Mail Tribune 100, July 28, 1918
The following news items were drawn from the archives of the Mail Tribune 100 years ago
July 28, 1918
BOYS AT THE FRONT SERVING UNCLE SAM
Post Hospital, Fort D. A. Russell, Wyoming.
Dear Folks: I just received two letters from you today and I was sure glad to get them.
Well I guess I won’t get to see France for a while and maybe never as I was turned down at the last minute for overseas duty. I was never so disappointed in my life as when they turned me down.
I will stay here for a few weeks of perhaps a few months. I will be sent either to the Mexican border of to some hospital back east. I’m not very stuck on this place but I like it better than I did at first. I have to drill two hours every day and I also have two hours class work every day besides taking care of my ward. This is a large post. There are three thousand cavalrymen here for this is a cavalry post. It is just three miles out of Cheyenne.
Well, kids, I will try to tell you something about army life. We sleep in barracks, we get up at five, wash, make our beds and then out in line for roll call. After breakfast we go to our certain duties that have been assigned us. Everything has to be first class. The officers inspect every morning.
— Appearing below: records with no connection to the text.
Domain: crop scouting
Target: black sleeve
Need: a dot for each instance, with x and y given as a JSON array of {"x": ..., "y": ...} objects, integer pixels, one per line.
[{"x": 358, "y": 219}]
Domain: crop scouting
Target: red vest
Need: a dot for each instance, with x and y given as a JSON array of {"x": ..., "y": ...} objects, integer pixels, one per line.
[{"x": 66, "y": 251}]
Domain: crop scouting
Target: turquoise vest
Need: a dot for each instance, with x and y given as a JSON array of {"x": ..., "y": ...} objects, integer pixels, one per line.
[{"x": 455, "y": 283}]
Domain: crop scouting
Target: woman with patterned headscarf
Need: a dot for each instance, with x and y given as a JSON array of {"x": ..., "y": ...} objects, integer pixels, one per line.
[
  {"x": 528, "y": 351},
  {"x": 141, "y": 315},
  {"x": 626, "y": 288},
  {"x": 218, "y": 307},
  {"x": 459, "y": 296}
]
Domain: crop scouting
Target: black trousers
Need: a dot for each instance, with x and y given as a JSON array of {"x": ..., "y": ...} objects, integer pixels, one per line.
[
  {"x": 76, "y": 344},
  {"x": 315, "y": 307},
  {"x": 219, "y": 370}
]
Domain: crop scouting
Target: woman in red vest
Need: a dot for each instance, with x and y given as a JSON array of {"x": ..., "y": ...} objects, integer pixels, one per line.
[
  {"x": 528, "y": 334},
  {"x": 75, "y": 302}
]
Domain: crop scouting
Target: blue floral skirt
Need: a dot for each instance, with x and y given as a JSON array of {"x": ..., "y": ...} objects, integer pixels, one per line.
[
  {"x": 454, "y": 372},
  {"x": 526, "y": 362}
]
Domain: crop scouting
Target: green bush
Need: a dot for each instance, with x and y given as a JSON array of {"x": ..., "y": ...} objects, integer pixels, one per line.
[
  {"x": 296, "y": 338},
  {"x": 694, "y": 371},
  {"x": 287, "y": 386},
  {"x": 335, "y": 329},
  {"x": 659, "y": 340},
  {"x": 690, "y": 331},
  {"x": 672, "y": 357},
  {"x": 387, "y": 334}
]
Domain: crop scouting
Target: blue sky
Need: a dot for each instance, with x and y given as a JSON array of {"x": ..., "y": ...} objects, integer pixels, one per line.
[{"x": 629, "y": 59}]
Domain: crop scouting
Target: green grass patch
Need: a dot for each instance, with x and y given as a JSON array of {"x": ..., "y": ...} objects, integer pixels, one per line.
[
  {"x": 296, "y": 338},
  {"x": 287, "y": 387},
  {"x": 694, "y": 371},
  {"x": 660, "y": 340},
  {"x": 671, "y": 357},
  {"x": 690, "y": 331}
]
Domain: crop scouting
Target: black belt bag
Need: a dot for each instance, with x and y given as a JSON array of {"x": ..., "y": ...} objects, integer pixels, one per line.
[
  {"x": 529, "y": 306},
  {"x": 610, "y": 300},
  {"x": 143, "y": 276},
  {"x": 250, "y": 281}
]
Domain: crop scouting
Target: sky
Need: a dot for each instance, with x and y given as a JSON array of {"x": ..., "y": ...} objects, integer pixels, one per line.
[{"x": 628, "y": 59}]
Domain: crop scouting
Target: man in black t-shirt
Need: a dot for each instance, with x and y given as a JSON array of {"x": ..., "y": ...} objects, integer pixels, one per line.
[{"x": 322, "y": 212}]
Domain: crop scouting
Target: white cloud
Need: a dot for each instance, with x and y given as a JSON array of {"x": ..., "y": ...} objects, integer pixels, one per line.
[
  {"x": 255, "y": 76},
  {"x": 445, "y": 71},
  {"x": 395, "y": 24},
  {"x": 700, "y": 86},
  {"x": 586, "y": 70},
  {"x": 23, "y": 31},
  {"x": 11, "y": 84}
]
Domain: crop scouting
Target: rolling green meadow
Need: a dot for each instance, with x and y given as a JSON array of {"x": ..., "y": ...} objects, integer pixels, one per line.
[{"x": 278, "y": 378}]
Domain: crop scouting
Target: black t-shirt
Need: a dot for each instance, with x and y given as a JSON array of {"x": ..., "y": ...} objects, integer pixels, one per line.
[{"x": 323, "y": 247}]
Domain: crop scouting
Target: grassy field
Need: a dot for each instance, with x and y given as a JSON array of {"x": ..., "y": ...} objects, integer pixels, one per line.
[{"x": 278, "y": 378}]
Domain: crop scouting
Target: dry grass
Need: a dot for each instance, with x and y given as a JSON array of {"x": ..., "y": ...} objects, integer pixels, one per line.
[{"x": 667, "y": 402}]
You have to know how to salute an officer. You have to give what is called a snappy salute. I’m not a bit sorry about joining the army. If I had to do it over again I would enlist just the same. Don’t forget to hand a star in your window to let everyone know you have a son in the army. I’m sure the war will be over this year. I sure do want to see France, but if they won’t take me I will make the best of it here. It’s my nerves that kept me out. You have to be perfect to go to France because it is a hard task.
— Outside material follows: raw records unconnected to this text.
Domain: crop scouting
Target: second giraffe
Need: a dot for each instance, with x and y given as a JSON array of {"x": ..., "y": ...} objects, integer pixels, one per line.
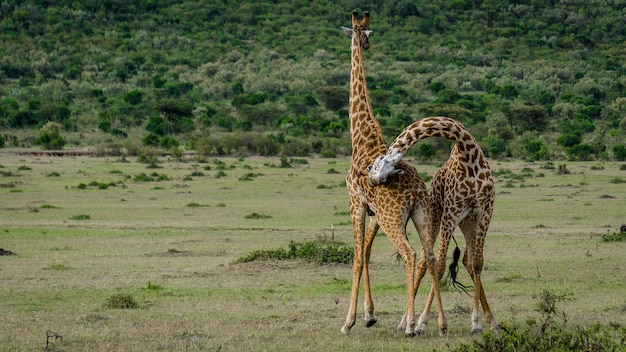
[{"x": 462, "y": 195}]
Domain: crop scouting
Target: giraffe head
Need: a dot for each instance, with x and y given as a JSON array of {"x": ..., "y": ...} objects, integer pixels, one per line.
[
  {"x": 383, "y": 167},
  {"x": 361, "y": 29}
]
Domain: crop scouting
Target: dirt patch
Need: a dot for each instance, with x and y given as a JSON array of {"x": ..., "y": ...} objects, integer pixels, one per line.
[{"x": 5, "y": 252}]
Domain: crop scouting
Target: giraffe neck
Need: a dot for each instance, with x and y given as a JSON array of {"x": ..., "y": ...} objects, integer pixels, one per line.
[
  {"x": 367, "y": 139},
  {"x": 444, "y": 127}
]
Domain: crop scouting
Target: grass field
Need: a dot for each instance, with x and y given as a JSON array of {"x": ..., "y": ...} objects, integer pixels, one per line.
[{"x": 88, "y": 230}]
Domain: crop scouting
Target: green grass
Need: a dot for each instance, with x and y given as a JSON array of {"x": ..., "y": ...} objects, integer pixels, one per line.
[{"x": 172, "y": 250}]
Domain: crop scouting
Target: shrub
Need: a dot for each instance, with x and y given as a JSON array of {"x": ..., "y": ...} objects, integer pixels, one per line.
[
  {"x": 319, "y": 251},
  {"x": 121, "y": 301},
  {"x": 50, "y": 136},
  {"x": 81, "y": 217},
  {"x": 547, "y": 334},
  {"x": 619, "y": 152}
]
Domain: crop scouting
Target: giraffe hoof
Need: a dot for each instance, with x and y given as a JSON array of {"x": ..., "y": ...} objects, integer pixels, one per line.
[{"x": 370, "y": 322}]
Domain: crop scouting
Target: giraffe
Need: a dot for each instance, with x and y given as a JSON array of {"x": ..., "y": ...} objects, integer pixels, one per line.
[
  {"x": 462, "y": 195},
  {"x": 390, "y": 206}
]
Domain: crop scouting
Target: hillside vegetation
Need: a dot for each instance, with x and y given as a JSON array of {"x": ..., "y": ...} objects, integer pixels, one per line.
[{"x": 531, "y": 79}]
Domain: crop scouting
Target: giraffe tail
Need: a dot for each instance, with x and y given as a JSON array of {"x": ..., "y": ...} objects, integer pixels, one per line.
[{"x": 453, "y": 270}]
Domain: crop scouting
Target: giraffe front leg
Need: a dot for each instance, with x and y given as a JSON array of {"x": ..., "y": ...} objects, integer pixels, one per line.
[
  {"x": 357, "y": 270},
  {"x": 422, "y": 322},
  {"x": 408, "y": 320},
  {"x": 357, "y": 267},
  {"x": 370, "y": 235}
]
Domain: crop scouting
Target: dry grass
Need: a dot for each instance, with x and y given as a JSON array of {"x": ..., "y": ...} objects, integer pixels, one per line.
[{"x": 143, "y": 240}]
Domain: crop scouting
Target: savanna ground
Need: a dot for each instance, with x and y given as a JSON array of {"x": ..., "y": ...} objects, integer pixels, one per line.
[{"x": 87, "y": 230}]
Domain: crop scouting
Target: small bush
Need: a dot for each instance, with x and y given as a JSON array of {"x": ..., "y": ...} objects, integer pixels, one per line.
[
  {"x": 256, "y": 216},
  {"x": 121, "y": 301},
  {"x": 81, "y": 217},
  {"x": 617, "y": 180},
  {"x": 142, "y": 177},
  {"x": 614, "y": 237},
  {"x": 547, "y": 334},
  {"x": 319, "y": 251}
]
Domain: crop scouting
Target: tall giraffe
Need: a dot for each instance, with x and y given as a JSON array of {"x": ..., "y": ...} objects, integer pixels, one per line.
[
  {"x": 462, "y": 195},
  {"x": 390, "y": 206}
]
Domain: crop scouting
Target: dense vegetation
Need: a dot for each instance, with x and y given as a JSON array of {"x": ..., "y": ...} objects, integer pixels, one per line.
[{"x": 531, "y": 79}]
This is about all for this time. Don’t forget to put “Pvt. 1” on all my letters as I’m not a “rookie” any more. After a few months I’ll be a first-class private and after a while a sergeant maybe. This is all for now. Your loving son, HARRY KYLE.
On shipboard somewhere at sea. Dear Mother: I am at the present time on the water, but will soon be off. I have not been seasick at all, however, I felt a little punk for a day or two at first, but did not feed the fish any.
I have not received the money you sent me, but probably will when I land, and before you receive this note. I suppose you have received my allotment and insurance policy.
Tell the little darlings, Eunice and Myrl hello for me, and I will write to them when I get sure of my footing. I did not get to mail the rings and pictures to the girls, but I will as soon as I land.
The letters you have written me will be forwarded, and don’t fail to keep on writing, even if you don’t hear from me. I will write more in a day or two. With love, DANA M. DAVIS, Co. G, 1st regiment of replacement engineers, A.E.F.